Julie Brinklow, uma escocesa de 52 anos, interpretou um leve inchaço em um dos seios como uma simples distensão muscular. A musicista, que toca gaita de fole há anos, acreditava que o esforço exigido pelo instrumento era a causa do desconforto. No entanto, o sinal sutil era, na verdade, um câncer de mama.
“Eu não estava preocupada, não senti nada de anormal. Não era aquele caroço pequeno e duro que se vê nos livros, era só como se eu tivesse um músculo maior ali”, relembra Julie.

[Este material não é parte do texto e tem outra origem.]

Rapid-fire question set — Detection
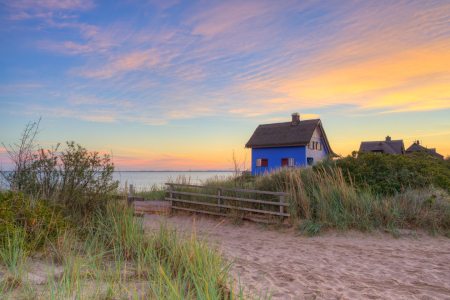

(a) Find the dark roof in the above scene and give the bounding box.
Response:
[245,119,334,154]
[406,143,427,151]
[406,142,444,159]
[359,140,405,154]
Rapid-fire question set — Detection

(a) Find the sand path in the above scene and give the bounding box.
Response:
[145,215,450,299]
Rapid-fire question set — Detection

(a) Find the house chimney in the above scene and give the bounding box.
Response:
[292,113,300,126]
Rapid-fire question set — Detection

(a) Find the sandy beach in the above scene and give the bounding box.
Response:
[145,215,450,299]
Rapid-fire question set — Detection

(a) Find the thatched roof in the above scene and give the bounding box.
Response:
[359,140,405,154]
[406,142,444,159]
[245,119,334,154]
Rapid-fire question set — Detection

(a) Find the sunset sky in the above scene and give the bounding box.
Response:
[0,0,450,170]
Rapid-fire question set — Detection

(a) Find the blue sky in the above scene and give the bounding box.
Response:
[0,0,450,170]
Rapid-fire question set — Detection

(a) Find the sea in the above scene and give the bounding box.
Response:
[114,171,235,189]
[0,171,235,189]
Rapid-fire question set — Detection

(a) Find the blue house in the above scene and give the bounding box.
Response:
[245,113,335,175]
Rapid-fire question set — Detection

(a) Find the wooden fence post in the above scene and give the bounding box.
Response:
[169,185,173,213]
[217,189,222,212]
[127,184,134,207]
[280,196,284,213]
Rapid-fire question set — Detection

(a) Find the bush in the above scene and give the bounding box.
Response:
[0,191,68,249]
[314,152,450,195]
[1,142,119,221]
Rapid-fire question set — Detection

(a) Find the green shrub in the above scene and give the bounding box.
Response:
[314,152,450,195]
[4,142,118,222]
[0,191,68,248]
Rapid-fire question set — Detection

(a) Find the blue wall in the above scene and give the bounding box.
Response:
[306,137,327,164]
[252,146,307,175]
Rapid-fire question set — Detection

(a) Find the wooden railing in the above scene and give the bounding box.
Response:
[165,183,290,217]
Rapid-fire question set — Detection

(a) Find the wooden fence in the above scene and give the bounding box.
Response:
[165,183,290,217]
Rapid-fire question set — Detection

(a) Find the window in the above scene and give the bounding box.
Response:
[261,158,269,167]
[289,158,294,167]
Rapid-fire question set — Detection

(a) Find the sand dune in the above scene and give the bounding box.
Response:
[145,215,450,299]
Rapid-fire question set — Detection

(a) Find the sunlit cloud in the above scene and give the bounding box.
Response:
[0,0,450,165]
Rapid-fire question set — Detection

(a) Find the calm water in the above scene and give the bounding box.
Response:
[0,172,237,189]
[114,172,233,189]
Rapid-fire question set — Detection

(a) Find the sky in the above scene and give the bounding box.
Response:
[0,0,450,171]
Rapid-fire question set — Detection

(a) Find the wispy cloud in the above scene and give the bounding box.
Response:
[2,0,94,11]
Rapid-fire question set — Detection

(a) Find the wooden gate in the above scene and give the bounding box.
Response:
[165,183,290,217]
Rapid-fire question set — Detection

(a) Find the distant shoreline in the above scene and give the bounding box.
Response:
[114,170,235,173]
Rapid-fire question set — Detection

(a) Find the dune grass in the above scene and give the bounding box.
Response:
[132,167,450,235]
[0,198,268,299]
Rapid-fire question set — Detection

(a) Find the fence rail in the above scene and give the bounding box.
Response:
[165,183,290,217]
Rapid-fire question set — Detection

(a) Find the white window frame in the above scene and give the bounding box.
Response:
[256,158,261,167]
[288,158,294,167]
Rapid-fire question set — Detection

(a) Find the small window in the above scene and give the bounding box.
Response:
[256,158,261,167]
[289,158,294,167]
[261,158,269,167]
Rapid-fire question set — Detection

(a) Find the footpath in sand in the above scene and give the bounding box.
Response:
[145,215,450,299]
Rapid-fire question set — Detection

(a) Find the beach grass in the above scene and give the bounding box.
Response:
[0,197,268,299]
[132,167,450,235]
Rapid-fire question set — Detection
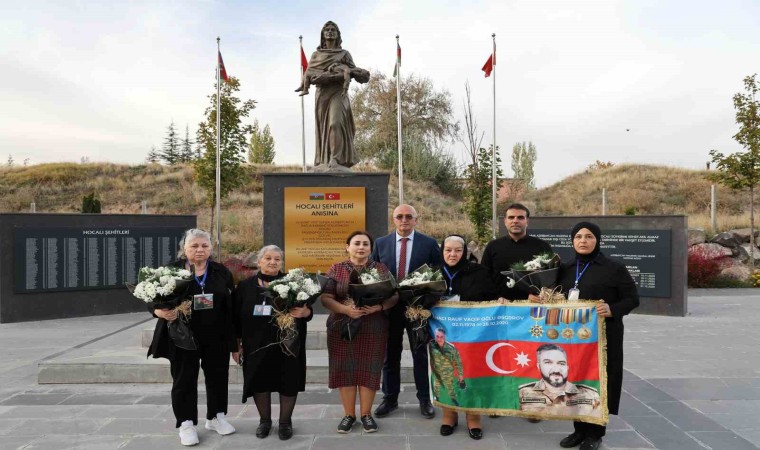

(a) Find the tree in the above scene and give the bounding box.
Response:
[145,145,161,164]
[248,120,274,164]
[179,124,194,163]
[708,74,760,267]
[352,71,459,158]
[193,77,256,239]
[465,146,503,245]
[159,120,180,166]
[512,142,536,192]
[82,192,100,214]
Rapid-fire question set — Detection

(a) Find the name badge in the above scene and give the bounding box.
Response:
[253,305,272,316]
[193,294,214,311]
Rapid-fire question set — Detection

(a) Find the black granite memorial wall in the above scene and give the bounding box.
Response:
[0,214,196,323]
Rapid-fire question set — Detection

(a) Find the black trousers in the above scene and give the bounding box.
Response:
[383,304,430,402]
[171,340,230,428]
[573,422,607,439]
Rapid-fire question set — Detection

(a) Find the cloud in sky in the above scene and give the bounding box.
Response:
[0,0,760,185]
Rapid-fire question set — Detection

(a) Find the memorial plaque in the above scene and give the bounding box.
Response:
[283,187,366,272]
[530,228,671,297]
[14,227,185,293]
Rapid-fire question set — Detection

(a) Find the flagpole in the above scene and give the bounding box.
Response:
[298,36,306,173]
[491,33,499,239]
[215,36,222,255]
[396,34,404,205]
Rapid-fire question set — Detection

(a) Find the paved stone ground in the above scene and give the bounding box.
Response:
[0,290,760,450]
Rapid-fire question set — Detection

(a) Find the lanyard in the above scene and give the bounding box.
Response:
[575,260,591,289]
[194,267,208,294]
[443,266,459,295]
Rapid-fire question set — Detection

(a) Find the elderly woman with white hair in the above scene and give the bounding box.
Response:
[148,228,237,445]
[430,234,497,440]
[232,245,313,440]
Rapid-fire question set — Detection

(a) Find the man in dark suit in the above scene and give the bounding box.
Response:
[372,205,442,419]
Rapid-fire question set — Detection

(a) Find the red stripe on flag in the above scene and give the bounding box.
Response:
[217,52,230,81]
[301,46,309,72]
[454,341,599,382]
[480,53,494,78]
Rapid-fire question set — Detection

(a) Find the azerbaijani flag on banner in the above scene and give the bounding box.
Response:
[217,52,230,81]
[428,301,608,424]
[393,42,401,78]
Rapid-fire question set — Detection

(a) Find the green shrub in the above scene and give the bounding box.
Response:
[377,137,461,195]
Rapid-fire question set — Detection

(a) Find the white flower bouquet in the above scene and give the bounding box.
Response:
[398,264,447,349]
[266,268,323,356]
[501,252,560,300]
[127,267,197,350]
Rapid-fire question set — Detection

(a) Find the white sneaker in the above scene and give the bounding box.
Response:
[179,420,200,446]
[206,413,235,436]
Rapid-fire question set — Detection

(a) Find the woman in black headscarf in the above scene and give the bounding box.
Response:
[441,234,497,439]
[558,222,639,450]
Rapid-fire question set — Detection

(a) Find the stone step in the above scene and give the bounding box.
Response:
[37,346,414,384]
[140,314,409,350]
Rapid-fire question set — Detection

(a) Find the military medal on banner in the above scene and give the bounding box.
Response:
[546,308,559,339]
[530,306,546,337]
[576,308,591,339]
[561,308,575,340]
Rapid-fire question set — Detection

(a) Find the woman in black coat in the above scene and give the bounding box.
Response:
[441,234,497,439]
[232,245,313,440]
[148,229,237,445]
[559,222,639,450]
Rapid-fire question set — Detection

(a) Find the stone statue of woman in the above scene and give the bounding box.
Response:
[296,21,369,172]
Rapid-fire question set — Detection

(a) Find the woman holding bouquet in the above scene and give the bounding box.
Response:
[148,229,237,445]
[322,231,398,434]
[232,245,313,440]
[431,234,497,440]
[558,222,639,450]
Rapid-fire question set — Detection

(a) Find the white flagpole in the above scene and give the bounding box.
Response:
[216,36,222,255]
[491,33,499,239]
[396,34,404,205]
[298,36,306,172]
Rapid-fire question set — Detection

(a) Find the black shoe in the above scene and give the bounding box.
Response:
[361,414,377,433]
[420,400,435,419]
[441,422,457,436]
[375,400,398,417]
[256,420,272,439]
[467,428,483,441]
[338,416,356,434]
[580,436,602,450]
[277,423,293,441]
[559,431,584,448]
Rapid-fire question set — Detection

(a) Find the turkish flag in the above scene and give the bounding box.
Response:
[301,46,309,73]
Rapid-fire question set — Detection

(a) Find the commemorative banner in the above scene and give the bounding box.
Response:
[428,300,609,425]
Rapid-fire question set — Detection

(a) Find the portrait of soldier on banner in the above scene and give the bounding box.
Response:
[519,344,602,417]
[428,328,467,406]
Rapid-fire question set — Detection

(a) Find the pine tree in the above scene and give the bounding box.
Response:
[248,120,274,164]
[160,120,180,166]
[179,124,195,163]
[145,145,161,164]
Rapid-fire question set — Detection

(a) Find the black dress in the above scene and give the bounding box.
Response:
[232,275,313,403]
[559,253,639,426]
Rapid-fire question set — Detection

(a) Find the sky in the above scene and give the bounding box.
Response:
[0,0,760,187]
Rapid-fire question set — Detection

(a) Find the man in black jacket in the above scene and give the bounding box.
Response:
[480,203,553,300]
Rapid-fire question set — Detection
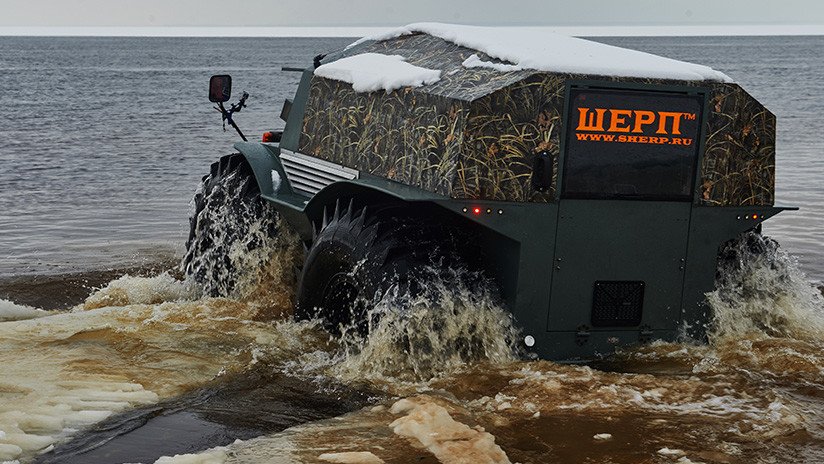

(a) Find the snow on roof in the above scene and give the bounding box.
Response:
[315,53,441,92]
[347,23,732,82]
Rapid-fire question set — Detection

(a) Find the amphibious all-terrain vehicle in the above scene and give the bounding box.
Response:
[185,24,789,360]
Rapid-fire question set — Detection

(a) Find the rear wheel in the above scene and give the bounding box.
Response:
[295,201,466,335]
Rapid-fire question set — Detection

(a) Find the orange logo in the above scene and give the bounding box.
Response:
[575,107,697,145]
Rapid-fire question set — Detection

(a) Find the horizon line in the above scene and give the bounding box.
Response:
[0,25,824,38]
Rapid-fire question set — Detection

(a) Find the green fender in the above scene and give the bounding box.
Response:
[235,142,449,240]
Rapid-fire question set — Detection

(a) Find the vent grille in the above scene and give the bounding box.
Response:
[592,281,644,327]
[280,148,358,197]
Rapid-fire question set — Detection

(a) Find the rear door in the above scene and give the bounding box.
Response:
[547,87,704,331]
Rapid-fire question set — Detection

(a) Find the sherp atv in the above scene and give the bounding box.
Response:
[187,24,788,360]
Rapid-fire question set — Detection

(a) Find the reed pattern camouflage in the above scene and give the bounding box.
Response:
[299,34,775,206]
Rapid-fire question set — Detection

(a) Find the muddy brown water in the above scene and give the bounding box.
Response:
[0,227,824,464]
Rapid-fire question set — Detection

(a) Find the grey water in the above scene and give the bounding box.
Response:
[0,37,824,280]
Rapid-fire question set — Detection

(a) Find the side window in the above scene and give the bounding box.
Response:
[562,88,703,201]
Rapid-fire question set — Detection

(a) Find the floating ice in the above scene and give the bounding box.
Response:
[389,399,510,464]
[315,53,441,92]
[83,272,199,309]
[154,441,232,464]
[349,23,732,82]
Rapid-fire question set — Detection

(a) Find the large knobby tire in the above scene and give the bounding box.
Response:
[181,153,276,296]
[295,201,466,335]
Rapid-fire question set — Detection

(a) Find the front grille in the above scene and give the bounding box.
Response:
[280,148,358,197]
[592,281,644,327]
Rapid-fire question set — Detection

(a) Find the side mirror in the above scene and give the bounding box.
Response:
[209,74,232,103]
[532,151,553,192]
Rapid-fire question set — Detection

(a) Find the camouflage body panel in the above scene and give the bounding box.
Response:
[699,84,775,206]
[299,34,775,206]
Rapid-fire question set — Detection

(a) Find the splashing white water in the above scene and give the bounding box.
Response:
[707,233,824,342]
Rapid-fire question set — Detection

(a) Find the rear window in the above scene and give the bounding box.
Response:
[562,88,703,201]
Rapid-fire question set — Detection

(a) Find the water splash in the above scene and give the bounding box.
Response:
[181,165,302,306]
[707,232,824,344]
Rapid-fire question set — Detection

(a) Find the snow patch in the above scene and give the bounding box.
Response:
[344,23,732,82]
[318,451,384,464]
[0,299,49,322]
[315,53,441,93]
[155,440,232,464]
[461,53,524,72]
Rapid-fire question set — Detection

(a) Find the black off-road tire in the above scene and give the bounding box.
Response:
[295,201,474,335]
[181,153,275,296]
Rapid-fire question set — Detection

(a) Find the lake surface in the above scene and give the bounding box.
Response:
[0,37,824,280]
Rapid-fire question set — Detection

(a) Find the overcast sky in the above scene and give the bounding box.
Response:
[0,0,824,27]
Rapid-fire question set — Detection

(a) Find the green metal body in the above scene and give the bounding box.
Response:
[229,61,790,361]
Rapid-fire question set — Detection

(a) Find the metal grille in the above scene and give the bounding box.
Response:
[280,148,358,197]
[592,281,644,327]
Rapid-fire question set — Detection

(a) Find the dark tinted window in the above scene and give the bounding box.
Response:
[563,89,703,201]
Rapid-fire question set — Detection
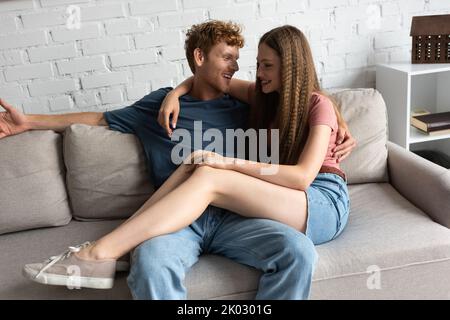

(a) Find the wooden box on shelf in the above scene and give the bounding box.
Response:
[410,14,450,63]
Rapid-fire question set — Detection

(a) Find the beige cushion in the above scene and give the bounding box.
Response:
[0,131,72,234]
[331,89,388,184]
[64,124,153,220]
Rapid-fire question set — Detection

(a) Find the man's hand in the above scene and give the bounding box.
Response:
[332,124,356,163]
[158,92,180,137]
[0,99,30,139]
[184,150,235,169]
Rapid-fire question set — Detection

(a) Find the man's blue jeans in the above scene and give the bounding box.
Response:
[128,206,317,300]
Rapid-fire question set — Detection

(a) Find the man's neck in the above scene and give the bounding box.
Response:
[188,77,224,101]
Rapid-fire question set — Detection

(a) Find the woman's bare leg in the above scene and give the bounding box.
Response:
[123,163,195,224]
[80,166,307,259]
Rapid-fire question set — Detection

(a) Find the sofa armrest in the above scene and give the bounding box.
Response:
[387,141,450,228]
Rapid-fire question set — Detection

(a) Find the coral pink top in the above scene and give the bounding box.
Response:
[309,93,340,169]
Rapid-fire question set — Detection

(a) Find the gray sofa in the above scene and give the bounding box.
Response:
[0,89,450,299]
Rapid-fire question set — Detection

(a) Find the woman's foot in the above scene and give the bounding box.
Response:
[23,242,116,289]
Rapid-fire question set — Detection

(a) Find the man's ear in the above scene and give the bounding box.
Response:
[194,48,205,67]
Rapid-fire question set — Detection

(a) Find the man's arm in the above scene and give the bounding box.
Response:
[0,99,107,139]
[25,112,108,132]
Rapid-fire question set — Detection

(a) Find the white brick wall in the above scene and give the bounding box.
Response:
[0,0,450,113]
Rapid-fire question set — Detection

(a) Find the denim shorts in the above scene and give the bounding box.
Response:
[306,173,350,245]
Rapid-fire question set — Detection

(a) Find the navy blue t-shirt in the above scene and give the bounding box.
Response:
[104,88,249,187]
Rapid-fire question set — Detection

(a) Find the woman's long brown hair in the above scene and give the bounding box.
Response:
[250,25,320,164]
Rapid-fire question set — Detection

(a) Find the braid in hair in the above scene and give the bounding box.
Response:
[251,25,320,164]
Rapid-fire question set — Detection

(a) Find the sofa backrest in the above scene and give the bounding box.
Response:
[330,88,388,184]
[64,124,153,220]
[0,131,72,234]
[0,89,387,225]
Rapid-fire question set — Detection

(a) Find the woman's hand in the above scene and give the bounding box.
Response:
[332,123,356,163]
[158,91,180,137]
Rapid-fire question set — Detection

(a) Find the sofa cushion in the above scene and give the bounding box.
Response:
[331,89,388,184]
[64,124,153,220]
[0,131,72,234]
[0,220,260,300]
[311,183,450,299]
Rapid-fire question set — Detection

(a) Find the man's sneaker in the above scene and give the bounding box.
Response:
[22,242,116,289]
[116,253,130,272]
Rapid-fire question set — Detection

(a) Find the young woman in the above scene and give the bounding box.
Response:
[24,26,349,288]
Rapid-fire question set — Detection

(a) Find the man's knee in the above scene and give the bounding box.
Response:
[281,232,318,268]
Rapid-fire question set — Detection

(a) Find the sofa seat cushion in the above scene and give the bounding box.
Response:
[0,130,72,234]
[312,183,450,299]
[64,124,153,220]
[0,220,259,300]
[0,183,450,299]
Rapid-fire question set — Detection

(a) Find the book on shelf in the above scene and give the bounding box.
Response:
[411,112,450,134]
[419,127,450,136]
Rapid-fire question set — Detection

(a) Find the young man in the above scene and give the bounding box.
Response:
[0,21,352,299]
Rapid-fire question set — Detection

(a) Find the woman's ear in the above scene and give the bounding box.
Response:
[194,48,205,67]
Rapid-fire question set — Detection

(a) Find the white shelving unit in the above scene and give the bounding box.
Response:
[376,62,450,156]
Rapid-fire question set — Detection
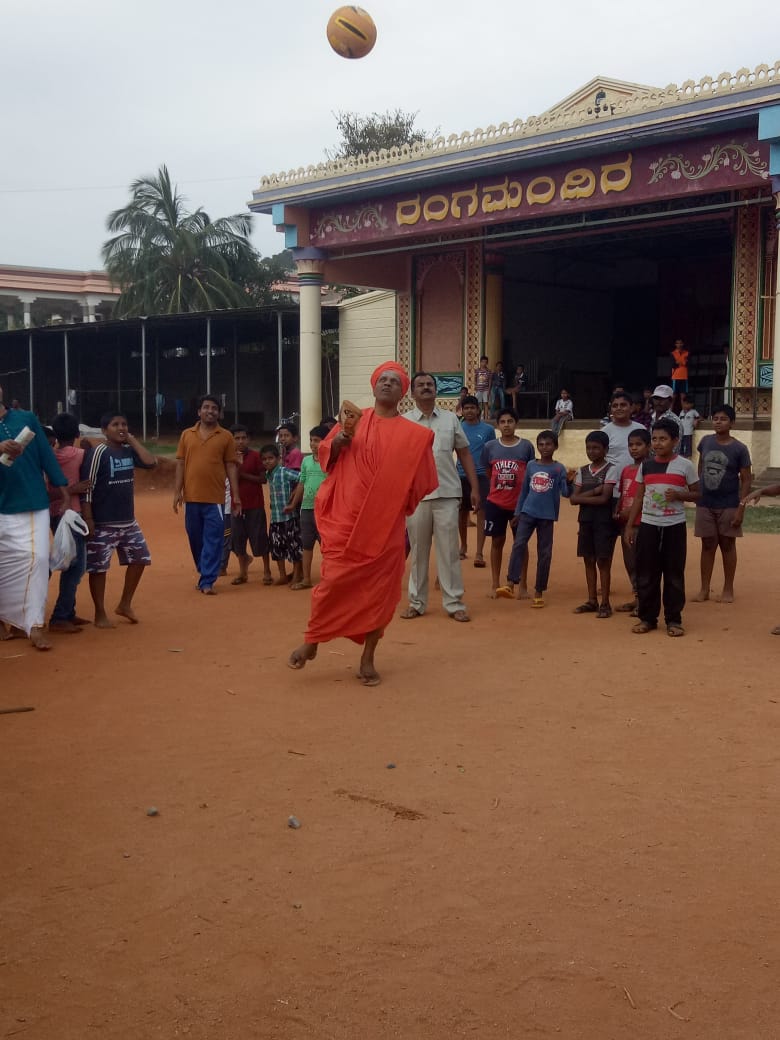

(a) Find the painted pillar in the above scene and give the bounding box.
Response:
[485,253,503,368]
[292,249,326,443]
[766,190,780,469]
[19,292,36,329]
[729,192,761,417]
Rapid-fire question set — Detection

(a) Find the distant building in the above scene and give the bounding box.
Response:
[0,264,120,331]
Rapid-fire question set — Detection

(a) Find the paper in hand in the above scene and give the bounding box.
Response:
[339,400,363,437]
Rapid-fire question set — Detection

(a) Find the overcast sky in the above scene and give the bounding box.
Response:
[0,0,780,269]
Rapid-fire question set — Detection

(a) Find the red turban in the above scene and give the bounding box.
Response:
[371,361,409,393]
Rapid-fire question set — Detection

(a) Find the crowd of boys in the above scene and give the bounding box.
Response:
[0,374,780,649]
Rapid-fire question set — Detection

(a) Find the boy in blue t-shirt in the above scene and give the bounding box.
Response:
[506,430,573,607]
[81,412,157,628]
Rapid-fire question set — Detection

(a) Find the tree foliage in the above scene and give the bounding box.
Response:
[103,165,263,317]
[326,108,439,159]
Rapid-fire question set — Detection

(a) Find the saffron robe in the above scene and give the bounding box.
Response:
[304,409,439,643]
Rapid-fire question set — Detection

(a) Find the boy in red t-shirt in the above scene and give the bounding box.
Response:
[483,408,534,599]
[230,425,274,584]
[615,430,650,618]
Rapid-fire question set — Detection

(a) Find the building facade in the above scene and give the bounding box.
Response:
[251,62,780,466]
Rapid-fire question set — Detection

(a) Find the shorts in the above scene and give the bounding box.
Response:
[86,520,152,574]
[485,499,515,538]
[694,505,743,538]
[268,517,303,564]
[231,508,268,557]
[461,473,490,513]
[577,517,618,560]
[301,510,319,552]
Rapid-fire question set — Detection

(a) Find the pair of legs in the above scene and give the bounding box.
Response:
[184,502,225,595]
[694,535,736,603]
[506,513,555,606]
[574,556,613,618]
[290,510,319,591]
[89,564,147,628]
[268,516,304,586]
[694,505,743,603]
[633,522,687,635]
[231,509,274,584]
[458,473,490,567]
[287,628,383,686]
[49,528,88,633]
[0,509,52,650]
[86,521,152,628]
[402,498,468,621]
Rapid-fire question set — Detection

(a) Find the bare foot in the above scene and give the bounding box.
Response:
[358,665,382,686]
[30,626,51,650]
[287,643,317,669]
[49,621,81,635]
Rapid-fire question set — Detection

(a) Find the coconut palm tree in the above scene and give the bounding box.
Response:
[103,165,263,317]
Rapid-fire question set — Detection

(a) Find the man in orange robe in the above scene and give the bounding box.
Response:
[287,361,439,686]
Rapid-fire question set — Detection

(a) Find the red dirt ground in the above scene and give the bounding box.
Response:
[0,490,780,1040]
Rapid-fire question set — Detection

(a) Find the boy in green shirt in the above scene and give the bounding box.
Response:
[285,426,329,592]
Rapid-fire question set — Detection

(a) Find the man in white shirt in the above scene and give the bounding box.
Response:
[401,372,479,621]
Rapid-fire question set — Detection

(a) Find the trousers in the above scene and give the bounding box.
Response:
[635,521,687,627]
[407,498,466,614]
[506,513,555,592]
[184,502,225,589]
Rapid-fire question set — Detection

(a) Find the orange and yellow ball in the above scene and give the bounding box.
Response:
[326,6,376,58]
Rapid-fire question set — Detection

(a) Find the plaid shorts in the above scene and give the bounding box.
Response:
[86,520,152,574]
[268,516,304,564]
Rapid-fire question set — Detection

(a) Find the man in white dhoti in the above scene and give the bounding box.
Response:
[0,387,71,650]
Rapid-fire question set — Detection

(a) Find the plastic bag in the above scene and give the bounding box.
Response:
[49,510,88,571]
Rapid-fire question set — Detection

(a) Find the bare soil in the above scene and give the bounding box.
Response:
[0,489,780,1040]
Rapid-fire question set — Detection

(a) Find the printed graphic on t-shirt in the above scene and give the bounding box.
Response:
[528,470,555,495]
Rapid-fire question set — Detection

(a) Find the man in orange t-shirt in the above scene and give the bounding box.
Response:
[287,361,439,686]
[174,394,241,596]
[672,339,688,393]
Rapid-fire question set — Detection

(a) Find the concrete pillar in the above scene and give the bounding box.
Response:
[485,253,503,368]
[292,249,326,444]
[766,191,780,469]
[18,292,37,329]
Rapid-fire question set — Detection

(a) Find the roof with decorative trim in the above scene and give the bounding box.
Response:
[249,61,780,213]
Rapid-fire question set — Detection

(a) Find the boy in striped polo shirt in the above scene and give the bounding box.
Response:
[623,419,701,636]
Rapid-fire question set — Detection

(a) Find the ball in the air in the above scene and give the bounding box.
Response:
[326,6,376,58]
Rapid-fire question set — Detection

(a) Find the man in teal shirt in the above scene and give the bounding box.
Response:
[0,387,71,650]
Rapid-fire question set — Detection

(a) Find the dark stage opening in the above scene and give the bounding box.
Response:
[501,216,732,419]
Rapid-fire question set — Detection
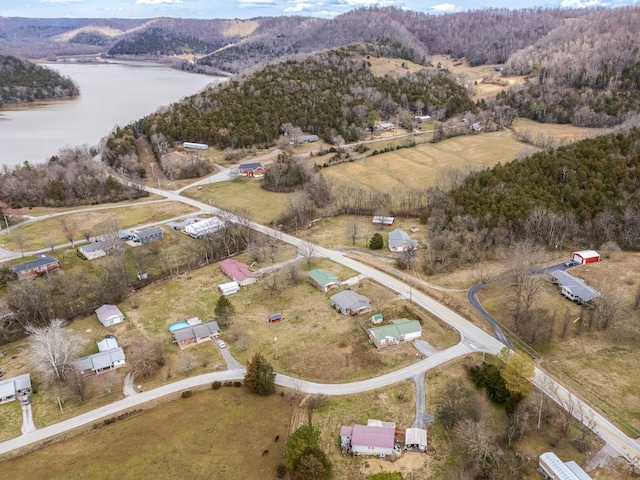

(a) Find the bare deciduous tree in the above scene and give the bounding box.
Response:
[26,318,81,381]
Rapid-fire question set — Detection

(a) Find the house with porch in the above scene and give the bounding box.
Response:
[367,318,422,350]
[73,337,125,375]
[238,162,264,178]
[308,268,340,292]
[0,373,31,403]
[171,320,220,349]
[331,290,371,315]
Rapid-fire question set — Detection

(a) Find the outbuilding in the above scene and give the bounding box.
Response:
[571,250,600,265]
[218,281,240,295]
[96,305,124,327]
[11,255,60,278]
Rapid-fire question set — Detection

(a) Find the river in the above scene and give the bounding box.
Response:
[0,62,225,167]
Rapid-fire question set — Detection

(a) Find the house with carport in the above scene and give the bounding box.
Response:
[96,304,124,327]
[308,268,340,292]
[367,318,422,350]
[340,420,401,458]
[331,290,371,315]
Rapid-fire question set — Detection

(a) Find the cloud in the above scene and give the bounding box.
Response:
[560,0,607,8]
[284,3,313,13]
[238,0,276,8]
[136,0,182,5]
[431,3,456,12]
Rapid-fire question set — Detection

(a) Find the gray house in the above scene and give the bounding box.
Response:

A persistência de seu parceiro a motivou a procurar um médico. Em março do ano passado, após exames, veio o diagnóstico: câncer de mama. “Levei um tempo para assimilar tudo o que estava sendo dito. Minha mente estava confusa. Foi um choque enorme”, conta.
Principais sinais de alerta do câncer de mama:
- Nódulo nas mamas, geralmente indolor, duro e irregular.
- Pele com aparência de casca de laranja.
- Retração da pele.
- Dor.
- Inversão do mamilo.
- Descamação ou ulceração do mamilo.
- Secreção transparente, rosada ou avermelhada no mamilo.
- Linfonodos palpáveis na axila.
O tumor de Julie era sensível ao estrogênio, um tipo menos agressivo, mas com potencial de retorno. A orientação médica a levou a realizar uma mastectomia dupla.
Mesmo durante o tratamento, ela manteve a determinação e a rotina ativa. “Após a cirurgia, caminhava quilômetros todos os dias”, recorda.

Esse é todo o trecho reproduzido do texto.